Meretas Jalan Menuju Kemakmuran

Minggu, 08 Maret 2015 - 10:05 WIB
Meretas Jalan Menuju...
Meretas Jalan Menuju Kemakmuran
A A A
Lembaga keuangan (bank) -baik swasta maupun pemerintahmemainkan peran sentral dalam proses pembangunan.

Besar dan kecil jumlah modal (uang) yang dikucurkan lembaga itu akan memengaruhi tingkat pertumbuhan ekonomi. Secara teoretis laju pertumbuhan ekonomi sangat ditentukan oleh penambahan jumlah investasi.

Jika modal (investasi) yang digelontorkan bank—karena fungsi bank dioptimalkan—semakin besar, pertumbuhan akan tinggi. Ujungnya, pertumbuhan ekonomi akan menciptakan kemakmuran dan kesejahteraan bagi masyarakat. Setiap 1% pertumbuhan ekonomi, sebanyak 600.000 orang tenaga kerja baru bisa diserap.

Sayangnya, fakta menunjukkan bahwa lembaga keuangan selaku roda penggerak pembangunan belum dimanfaatkan secara optimal. Survei membuktikan, dalam skala global masyarakat belum memanfaatkan berbagai produk yang ditawarkan lembaga keuangan. Penyebabnya, pertama, faktor rendahnya kemampuan masyarakat untuk memanfaatkan produk lembaga keuangan.

Kedua, masyarakat selalu menghadapi persoalan klasik yaitu agunan yang dirasa sulit dipenuhi. Dalam konteks Indonesia, persoalan yang sama juga mengemuka. Sebagian besar masyarakat Indonesia belum mengoptimalkan peran lembaga keuangan. Mengacu pada data yang dirilis BI pada 2011, total populasi penduduk Indonesia sebanyak 237,56 juta orang.

Dari jumlah itu, sekitar 138 juta orang atau 64% merupakan penduduk dewasa. Dari 138 juta penduduk dewasa itu, hanya 58 juta orang atau sekitar 42% sudah memiliki rekening bank. Selebihnya tidak memiliki atau belum menggunakan jasa lembaga keuangan formal. Menariknya, 90% dari seluruh rekening di bank tersebut rata-rata berisi kurang dari Rp100 juta.

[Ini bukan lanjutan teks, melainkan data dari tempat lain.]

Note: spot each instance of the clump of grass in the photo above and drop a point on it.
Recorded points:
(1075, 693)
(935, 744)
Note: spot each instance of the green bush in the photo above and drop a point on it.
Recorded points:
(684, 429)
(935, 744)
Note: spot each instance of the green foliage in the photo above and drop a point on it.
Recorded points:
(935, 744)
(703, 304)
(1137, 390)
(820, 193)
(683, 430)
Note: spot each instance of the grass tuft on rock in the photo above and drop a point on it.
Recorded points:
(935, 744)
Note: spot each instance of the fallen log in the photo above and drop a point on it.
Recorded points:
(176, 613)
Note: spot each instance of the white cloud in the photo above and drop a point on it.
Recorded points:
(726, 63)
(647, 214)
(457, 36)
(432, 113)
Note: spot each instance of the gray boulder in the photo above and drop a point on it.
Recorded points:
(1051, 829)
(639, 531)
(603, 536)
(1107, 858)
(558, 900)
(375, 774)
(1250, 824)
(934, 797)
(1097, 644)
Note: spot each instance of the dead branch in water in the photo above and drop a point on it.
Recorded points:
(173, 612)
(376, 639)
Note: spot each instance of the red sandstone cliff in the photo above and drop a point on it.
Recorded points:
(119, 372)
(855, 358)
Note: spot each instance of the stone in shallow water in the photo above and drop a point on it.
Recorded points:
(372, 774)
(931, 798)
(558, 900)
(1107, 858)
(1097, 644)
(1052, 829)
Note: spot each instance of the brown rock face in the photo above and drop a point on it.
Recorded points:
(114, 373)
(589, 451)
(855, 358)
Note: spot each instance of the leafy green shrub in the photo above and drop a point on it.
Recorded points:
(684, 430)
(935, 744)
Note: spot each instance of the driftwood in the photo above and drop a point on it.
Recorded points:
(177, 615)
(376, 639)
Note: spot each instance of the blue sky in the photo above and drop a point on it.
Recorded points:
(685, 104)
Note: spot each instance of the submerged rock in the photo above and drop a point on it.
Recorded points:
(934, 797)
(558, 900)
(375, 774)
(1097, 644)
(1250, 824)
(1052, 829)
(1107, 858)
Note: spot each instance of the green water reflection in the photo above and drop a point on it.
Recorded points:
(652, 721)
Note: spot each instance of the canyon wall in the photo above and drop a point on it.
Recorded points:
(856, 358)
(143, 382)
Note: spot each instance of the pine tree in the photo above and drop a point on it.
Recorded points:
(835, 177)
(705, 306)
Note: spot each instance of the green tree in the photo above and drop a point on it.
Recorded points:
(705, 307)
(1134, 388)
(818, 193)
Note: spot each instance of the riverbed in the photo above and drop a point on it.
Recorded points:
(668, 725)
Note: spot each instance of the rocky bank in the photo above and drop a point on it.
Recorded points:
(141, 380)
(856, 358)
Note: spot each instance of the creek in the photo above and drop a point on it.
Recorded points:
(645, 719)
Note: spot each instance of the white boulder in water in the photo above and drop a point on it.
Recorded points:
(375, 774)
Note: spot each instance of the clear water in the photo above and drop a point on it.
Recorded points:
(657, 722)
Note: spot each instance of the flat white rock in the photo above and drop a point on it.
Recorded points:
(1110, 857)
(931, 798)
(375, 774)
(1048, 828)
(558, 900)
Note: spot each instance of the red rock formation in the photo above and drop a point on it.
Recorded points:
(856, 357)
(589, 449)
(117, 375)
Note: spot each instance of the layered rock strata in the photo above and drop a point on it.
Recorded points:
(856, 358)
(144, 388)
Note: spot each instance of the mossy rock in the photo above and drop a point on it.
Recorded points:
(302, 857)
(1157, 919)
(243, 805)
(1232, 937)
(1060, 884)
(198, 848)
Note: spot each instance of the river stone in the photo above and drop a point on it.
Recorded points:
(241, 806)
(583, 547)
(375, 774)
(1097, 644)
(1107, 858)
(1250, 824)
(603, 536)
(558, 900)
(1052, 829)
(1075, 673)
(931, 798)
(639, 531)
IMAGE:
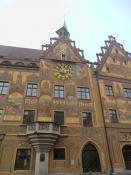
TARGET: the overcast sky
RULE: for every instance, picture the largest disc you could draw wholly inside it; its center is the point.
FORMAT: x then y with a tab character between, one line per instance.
30	23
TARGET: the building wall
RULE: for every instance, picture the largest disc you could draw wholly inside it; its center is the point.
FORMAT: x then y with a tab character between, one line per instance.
107	137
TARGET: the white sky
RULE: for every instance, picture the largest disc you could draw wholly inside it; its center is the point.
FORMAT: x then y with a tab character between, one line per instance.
30	23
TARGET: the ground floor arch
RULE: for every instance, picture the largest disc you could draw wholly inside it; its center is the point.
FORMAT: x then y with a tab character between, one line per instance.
90	159
126	150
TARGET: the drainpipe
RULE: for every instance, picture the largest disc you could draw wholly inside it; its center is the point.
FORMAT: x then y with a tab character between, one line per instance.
109	153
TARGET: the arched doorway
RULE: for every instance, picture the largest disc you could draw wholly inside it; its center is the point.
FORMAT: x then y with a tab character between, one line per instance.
90	159
127	156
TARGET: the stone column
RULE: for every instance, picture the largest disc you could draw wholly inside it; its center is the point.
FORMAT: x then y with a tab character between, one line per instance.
41	163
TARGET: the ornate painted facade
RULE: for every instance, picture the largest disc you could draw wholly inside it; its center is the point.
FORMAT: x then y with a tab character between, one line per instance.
62	114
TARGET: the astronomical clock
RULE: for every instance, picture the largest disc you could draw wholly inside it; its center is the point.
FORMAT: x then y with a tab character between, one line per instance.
63	71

Buku Financial Inclusion; Membongkar Hegemoni Keuangan karya Nusron Wahid membeberi teori, fakta, dan data seputar persoalan kemiskinan, peran lembaga bank yang tak optimal, dan program Kredit Usaha Rakyat (KUR).

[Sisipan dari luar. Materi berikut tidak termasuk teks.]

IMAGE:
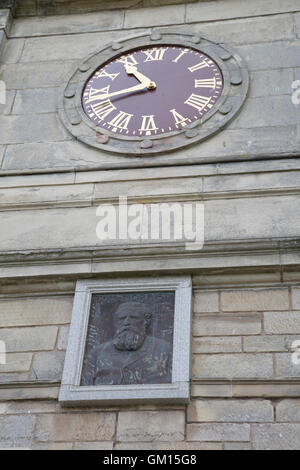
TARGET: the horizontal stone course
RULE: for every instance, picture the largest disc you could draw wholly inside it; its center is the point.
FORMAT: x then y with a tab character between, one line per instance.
231	411
276	436
151	426
218	432
31	128
271	343
244	365
282	322
219	325
296	298
16	431
212	11
255	300
29	339
30	311
76	427
206	302
71	24
288	410
168	446
16	362
48	365
285	367
215	344
35	101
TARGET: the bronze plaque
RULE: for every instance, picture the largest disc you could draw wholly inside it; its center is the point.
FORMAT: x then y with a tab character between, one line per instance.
129	339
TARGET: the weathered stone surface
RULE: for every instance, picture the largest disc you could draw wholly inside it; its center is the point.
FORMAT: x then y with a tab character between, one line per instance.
30	128
255	300
63	337
105	445
16	362
154	16
271	82
270	55
16	431
29	339
237	446
285	367
52	446
206	302
278	140
151	426
276	436
216	344
71	24
36	311
76	427
55	155
297	23
232	365
250	182
230	411
39	195
9	99
33	101
212	11
288	411
151	188
249	30
273	111
48	365
219	325
36	75
168	446
282	322
12	51
218	432
296	298
264	343
64	47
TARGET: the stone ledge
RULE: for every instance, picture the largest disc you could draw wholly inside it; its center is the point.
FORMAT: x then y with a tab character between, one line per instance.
64	7
214	388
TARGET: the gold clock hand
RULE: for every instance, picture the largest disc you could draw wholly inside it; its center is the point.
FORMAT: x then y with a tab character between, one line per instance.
141	86
132	70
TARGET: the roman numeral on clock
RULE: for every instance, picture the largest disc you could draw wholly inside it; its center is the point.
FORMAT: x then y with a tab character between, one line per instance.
148	124
197	101
155	54
180	55
121	120
128	60
94	93
206	83
199	66
179	119
103	109
103	73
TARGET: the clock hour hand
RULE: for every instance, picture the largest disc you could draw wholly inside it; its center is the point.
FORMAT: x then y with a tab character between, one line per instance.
141	86
132	70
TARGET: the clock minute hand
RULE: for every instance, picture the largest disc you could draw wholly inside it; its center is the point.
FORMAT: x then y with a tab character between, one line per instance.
141	86
132	70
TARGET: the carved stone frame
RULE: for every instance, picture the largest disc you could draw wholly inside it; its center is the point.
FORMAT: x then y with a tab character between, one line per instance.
72	393
236	84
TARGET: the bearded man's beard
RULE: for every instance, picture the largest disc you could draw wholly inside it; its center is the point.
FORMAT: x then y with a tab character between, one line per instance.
129	339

Menurut penulis, hegemoni perbankan— dalam bentuk penguasaan aset sebesar 80% di dalam sistem keuangan— telah membuat kalangan miskin berpenghasilan rendah tetap terisolasi dalam kemiskinan. Salah satu prasyarat penting untuk meningkatkan mutu kualitas hidupnya yaitu modal, terkonsentrasi di institusi ini. Inklusi finansial, sebagai sebuah ide, dimaksudkan untuk membongkar hegemoni institusi perbankan dalam struktur perekonomian Indonesia.

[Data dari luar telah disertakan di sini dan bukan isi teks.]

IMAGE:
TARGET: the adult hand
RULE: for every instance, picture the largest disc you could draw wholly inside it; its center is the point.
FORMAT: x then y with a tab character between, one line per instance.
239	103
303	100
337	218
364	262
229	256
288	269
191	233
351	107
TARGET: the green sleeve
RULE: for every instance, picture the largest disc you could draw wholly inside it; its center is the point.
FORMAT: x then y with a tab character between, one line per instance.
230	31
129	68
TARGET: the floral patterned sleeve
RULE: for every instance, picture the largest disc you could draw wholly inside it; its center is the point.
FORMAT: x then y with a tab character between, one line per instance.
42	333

Maka itu, ikhtiar atau langkah-langkah optimalisasi pemanfaatan institusi perbankan suatu keniscayaan. Lebih lanjut, penulis menilai, wujud dari gagasan inklusi finansial sudah terlihat pada program KUR yang mulai diterapkan pemerintah pada 2007. Program yang mempermudah para pengusaha mikro, kecil, menengah, dan koperasi (UMKMK) mendapatkan batuan permodalan dari perbankan tersebut didesain untuk menjawab persoalan klasik tadi yaitu agunan.

Dengan skema 70% agunan ditanggung pemerintah dan 30% oleh peminjam, KUR mendapat sambutan luas di masyarakat. Hasilnya, dalam kurun lima tahun terakhir, KUR telah mendorong sektor UMKMK berkembang pesat. Indikatornya bisa dilihat pada kontribusi UMKMK terhadap PDB, jumlah unit usaha, dan jumlah tenaga kerja pada sektor tersebut. Pada 2008 misalnya kontribusi UNKMK terhadap PDB sebesar 55,67%.

Angka kontribusi itu terus meningkat dari tahun ke tahun yaitu sebesar 56,53% pada 2009; 57,12% pada 2010; 57,94 pada 2011; dan 59,08 pada 2012. Dengan demikian, rata-rata kontribusi terhadap PDB per tahun sejak 2008-2012 adalah 57,26%. Persentase sebesar itu menyumbangkan 3,35% dari pertumbuhan nasional rata-rata 5,68% per tahun. Dengan hasil yang dicapai KUR selama lima tahun terakhir, penulis menilai, program tersebut perlu dipertahankan dan bahkan lebih dioptimalkan lagi.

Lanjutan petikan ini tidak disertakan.